After lunch at the Philippine Military Academy (PMA) cafeteria, Jandy and I again boarded our Toyota Revo and proceeded to Camp John Hay. This attractive, quiet place, with views of the surrounding hills, always offers an abundance of rest and recreation activities such as hikes along a 1.8-km. eco-trail; biking, horseback riding and kiddie rides at Scout Hill; camping, an educational tour of the Butterfly Sanctuary; and golf at its 5,330-yard, 18-hole, par-68 golf course, one of the best in the country.
Club John Hay Golf Course |
The Camp John Hay Mile-Hi Center, a former recreation center of the Americans, offers local and exported crafts and garments. Within the CJH Commercial Mall, located at the former Administration Bldg., is the John Hay Commissary (a duty-free shop), Strumms, Dencio’s Bar and Grill, Side Bar and Nike Stadium, plus a billiards hall, business center and an internet cafe. There’s also the Camp John Hay Manor and the Camp John Hay Suites, nice places to stay within the camp.
John Hay Manor |
A 3-hectare slice of nostalgia within the camp, called the Historical Core, my favorite spot then and now, has been set aside to preserve the camp’s timelessness and allure. Deemed inviolate to the whims and winds of change, this living museum was envisioned as more than just a window on time. It consists of the Bell Amphitheater, the History Trail, Honeymoon Lodge, Our Secret Garden, the Cemetery of Negativism and Bell House.
Cemetery of Negativism |
Near the entrance is the Cemetery of Negativism, built during the term of camp commander Maj. John Hightower (1979-1982). A glimpse into the homespun American philosophy of living, here we strolled among the tombstones where bad habits and the scourge of productivity are buried, its touch of whimsy doing little to negate the truth of its message. Among them are the inept Kant du Nutin Wright, the defeatist Ben Trid Bfor and the notorious General Neg A. Tivism (whose epitaph reads “Died of positive reaction to enthusiasm”).

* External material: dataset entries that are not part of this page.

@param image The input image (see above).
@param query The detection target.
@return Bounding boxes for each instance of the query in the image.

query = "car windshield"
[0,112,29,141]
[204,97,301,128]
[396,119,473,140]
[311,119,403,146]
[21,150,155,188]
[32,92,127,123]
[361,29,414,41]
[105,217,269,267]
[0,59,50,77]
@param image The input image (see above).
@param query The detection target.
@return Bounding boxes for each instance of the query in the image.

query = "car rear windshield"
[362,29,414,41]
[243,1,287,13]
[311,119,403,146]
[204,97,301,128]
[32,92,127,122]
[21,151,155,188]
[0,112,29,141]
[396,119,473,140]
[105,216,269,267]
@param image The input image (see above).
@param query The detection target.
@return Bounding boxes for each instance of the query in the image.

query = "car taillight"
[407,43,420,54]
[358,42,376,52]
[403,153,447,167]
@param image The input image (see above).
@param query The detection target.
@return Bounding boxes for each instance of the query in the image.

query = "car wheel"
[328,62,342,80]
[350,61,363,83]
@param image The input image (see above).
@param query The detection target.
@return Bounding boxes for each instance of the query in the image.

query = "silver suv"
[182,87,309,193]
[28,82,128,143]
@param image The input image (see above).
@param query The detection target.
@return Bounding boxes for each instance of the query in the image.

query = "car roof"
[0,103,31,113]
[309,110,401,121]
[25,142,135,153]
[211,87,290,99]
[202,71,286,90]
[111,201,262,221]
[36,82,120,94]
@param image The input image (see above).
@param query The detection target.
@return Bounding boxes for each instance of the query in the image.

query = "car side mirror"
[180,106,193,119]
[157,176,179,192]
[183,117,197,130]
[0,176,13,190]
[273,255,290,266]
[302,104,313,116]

Bell House (Camp John Hay Museum) |
The Bell House, now the Camp John Hay Museum (opened on October 25, 2003), was named after U.S. Gen. J. Franklin Bell. Initially built as the vacation home of the Commanding General, today it is the repository of artifacts and other indoor exhibits.
Bell Amphitheater |
Personally designed by Gen. Bell who took inspiration from the Ifugao’s terracing technique, the amphitheater was once a venue for social and cultural gatherings known for its perfect acoustics. Anything said under the gazebo at the center is amplified, audible from any point within the amphitheater. Its rows of chairs have since been replaced and it is now a multi-level landscaped garden with rare flowers. The amphitheater is now available for concerts, weddings and other special occasions.
The History Trail |
The History Trail, designed to wind its way amidst pine trees, offers landscaped resting areas. Our Secret Garden is planted to blooms that add a splash of color and scents. It also has a gazebo. The Honeymoon Cottage is rented out to newlyweds.